As Lucasfilm plots the next 100 years of this endless storytelling, the definition of Star Wars stands to be tested in public, and the question of “what is it?” will remain pertinent, however excruciating and knuckleheaded the discourse. “Chapter 5: Return of the Mandalorian” feels like proof positive that Lucasfilm doesn’t need to move on completely, but instead, needs to dump out the Legos and let even its most trusted brand ambassadors play. Literally, there is a sequence in the episode devoted to this pursuit: Instead of replacing his destroyed ship with a second Razor’s Crest, Din and Peli Motto restore an N-1 Starfighter last seen in The Phantom Menace. Plated with silver to match The Mandalorian’s look, Din’s test flight blasts through Beggar’s Canyon to conjure the velocity of Phantom Menace’s podrace, arguably the best thing that happened in the entire prequel trilogy. True to Filoni’s mission on the animated side of the business, every ounce of Star Wars can be reclaimed and remixed for new joy.

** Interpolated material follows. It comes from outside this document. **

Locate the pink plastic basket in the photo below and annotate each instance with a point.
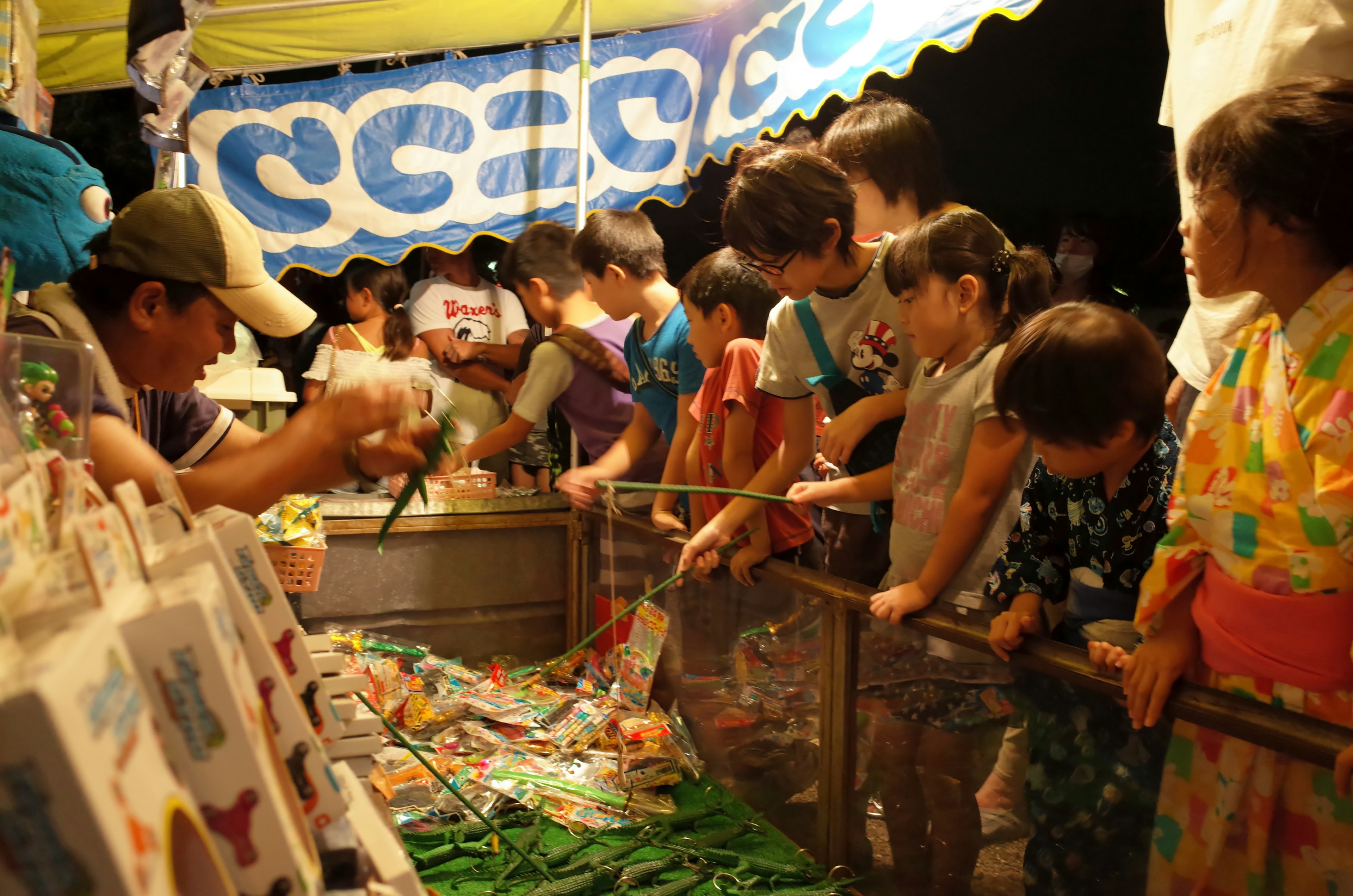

I don’t think this is snobbery. Nostalgia can be put to good use. Spider-Man: No Way Home cashed in 20 years of goodwill chips. The Matrix Resurrections confronted its own legacy while still delivering a long-awaited reunion. Star Wars can and should hit those notes: the world of the franchise runs deep enough to have created genuine investment, and as Favreau experienced himself when announcing The Mandalorian to an auditorium of cosplayers at the 2019 Star Wars Celebration, the connections and echoes between past and present are as, if not more, important to people than reinventing the wheel. The problem is when a project has to pick a lane between nostalgia and originality.

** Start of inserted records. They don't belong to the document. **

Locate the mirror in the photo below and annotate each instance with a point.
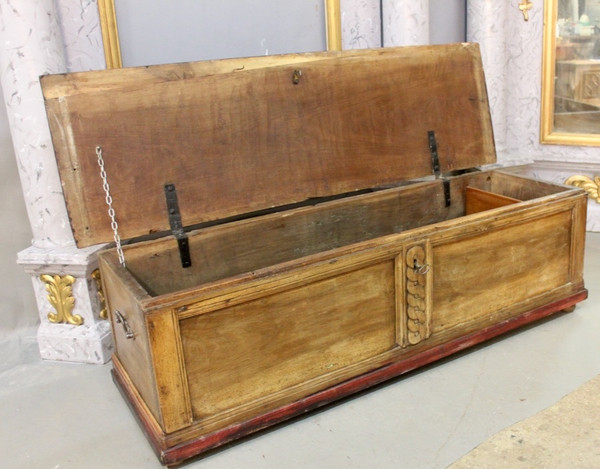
(169, 31)
(571, 73)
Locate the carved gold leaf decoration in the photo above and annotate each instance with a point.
(591, 186)
(60, 296)
(103, 311)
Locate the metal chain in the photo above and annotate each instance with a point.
(111, 211)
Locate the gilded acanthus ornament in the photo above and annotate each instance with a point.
(417, 320)
(60, 296)
(591, 186)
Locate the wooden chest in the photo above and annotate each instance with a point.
(340, 233)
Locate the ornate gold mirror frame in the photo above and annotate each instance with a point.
(110, 33)
(570, 107)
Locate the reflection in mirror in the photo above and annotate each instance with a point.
(571, 73)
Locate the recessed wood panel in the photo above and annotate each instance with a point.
(257, 349)
(480, 275)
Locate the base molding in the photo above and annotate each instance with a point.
(177, 447)
(558, 172)
(69, 305)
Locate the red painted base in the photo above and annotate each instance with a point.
(176, 454)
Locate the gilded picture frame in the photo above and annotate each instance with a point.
(110, 33)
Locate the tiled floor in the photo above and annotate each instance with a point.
(57, 415)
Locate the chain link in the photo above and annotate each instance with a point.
(111, 211)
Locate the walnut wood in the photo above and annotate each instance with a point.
(240, 141)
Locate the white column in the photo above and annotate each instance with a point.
(486, 25)
(361, 24)
(405, 22)
(32, 45)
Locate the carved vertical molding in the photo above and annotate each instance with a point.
(60, 296)
(101, 298)
(414, 278)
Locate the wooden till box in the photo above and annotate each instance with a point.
(340, 233)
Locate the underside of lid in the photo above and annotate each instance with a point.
(243, 135)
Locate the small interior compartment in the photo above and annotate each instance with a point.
(247, 246)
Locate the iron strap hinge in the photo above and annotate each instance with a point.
(435, 164)
(177, 225)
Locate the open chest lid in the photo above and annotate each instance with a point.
(242, 135)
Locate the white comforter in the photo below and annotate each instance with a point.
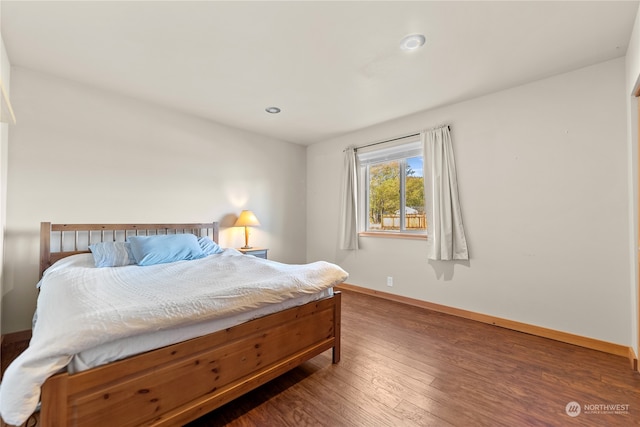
(80, 307)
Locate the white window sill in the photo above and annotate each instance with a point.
(392, 235)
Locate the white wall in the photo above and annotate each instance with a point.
(544, 192)
(632, 68)
(5, 76)
(80, 154)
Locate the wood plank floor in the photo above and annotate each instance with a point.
(407, 366)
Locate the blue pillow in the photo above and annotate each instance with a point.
(112, 254)
(208, 246)
(150, 250)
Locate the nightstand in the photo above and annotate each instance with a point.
(257, 252)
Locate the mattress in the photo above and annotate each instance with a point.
(119, 349)
(88, 316)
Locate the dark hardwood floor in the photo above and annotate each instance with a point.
(407, 366)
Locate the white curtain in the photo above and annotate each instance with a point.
(445, 233)
(349, 208)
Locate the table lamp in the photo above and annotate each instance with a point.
(246, 219)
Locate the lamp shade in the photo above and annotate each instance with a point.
(247, 219)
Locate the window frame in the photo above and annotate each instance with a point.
(401, 151)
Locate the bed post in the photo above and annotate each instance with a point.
(45, 246)
(216, 231)
(337, 313)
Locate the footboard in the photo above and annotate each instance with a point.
(179, 383)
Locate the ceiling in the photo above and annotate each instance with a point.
(332, 67)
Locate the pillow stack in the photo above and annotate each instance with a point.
(152, 250)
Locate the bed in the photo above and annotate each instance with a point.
(177, 383)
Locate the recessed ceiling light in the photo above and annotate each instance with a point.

I pray The Book of Boba Fett is the last time Lucasfilm and the bevy of creators feel like they need to tell a story. The docket of future Star Wars shows skews more toward The Mandalorian’s methodology, although the upcoming Obi-Wan and a Lando series starring Solo’s Donald Glover could suffer the same one-foot-back consequences if the plots have any obligation to existing lore. Filoni has been around long enough that he too could consume his own creativity; he’ll shepherd a live-action Ahsoka series — which could land on the timeline as either a prequel or a sequel — over the next year.

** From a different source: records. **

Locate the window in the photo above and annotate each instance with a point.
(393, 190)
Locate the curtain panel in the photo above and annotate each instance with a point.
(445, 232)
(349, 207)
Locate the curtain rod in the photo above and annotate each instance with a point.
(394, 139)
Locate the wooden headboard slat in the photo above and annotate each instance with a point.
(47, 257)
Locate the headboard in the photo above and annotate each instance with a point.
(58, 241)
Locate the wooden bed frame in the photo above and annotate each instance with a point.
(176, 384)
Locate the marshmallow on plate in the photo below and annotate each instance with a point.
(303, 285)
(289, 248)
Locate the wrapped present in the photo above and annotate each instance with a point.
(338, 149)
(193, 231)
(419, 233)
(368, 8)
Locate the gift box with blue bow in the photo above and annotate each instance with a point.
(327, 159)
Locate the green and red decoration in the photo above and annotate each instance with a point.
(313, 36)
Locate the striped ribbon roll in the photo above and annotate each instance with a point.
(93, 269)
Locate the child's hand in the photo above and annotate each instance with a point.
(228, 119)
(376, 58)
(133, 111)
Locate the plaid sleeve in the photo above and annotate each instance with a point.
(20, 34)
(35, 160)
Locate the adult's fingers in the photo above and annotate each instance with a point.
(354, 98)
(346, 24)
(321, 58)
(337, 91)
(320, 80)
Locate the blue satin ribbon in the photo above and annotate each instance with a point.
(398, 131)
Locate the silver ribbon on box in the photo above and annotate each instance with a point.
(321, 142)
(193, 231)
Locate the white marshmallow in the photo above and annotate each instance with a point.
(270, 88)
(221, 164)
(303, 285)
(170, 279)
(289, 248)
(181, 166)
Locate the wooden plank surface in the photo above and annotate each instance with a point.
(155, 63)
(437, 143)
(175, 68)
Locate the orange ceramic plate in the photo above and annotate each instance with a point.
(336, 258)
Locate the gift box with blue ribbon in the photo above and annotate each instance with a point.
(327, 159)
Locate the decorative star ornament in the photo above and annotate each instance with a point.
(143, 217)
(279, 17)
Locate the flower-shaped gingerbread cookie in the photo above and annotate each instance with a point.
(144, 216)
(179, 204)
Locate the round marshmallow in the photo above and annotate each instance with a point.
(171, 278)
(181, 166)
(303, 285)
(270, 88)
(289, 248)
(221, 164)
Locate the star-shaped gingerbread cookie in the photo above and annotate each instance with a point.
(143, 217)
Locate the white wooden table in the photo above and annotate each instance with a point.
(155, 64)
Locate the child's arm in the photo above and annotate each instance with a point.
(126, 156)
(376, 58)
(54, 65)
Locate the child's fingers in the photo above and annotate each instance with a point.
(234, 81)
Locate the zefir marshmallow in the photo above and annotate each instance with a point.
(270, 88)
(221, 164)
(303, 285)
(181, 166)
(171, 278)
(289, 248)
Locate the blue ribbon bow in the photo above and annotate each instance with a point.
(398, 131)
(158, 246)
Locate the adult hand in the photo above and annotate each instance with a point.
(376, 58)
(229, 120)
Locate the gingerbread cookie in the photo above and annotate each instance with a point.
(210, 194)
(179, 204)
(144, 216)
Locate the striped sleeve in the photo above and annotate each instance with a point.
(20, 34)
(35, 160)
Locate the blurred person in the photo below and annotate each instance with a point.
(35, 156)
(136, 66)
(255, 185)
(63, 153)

The reason to be encouraged by the direction, despite this bump in the road, is that The Mandalorian remains fresh. Even a Doctor Who Christmas special-like one-off planted smack dab in the middle of a seven-episode Boba Fett series is full of surprises. The characters are strong, the set pieces are thoughtful, and there’s a sense of a greater world waiting to be explored. It is a big tub of Lego bricks. And when The Book of Boba Fett wraps up next month, I can only hope all the old instructions have been torn to bits.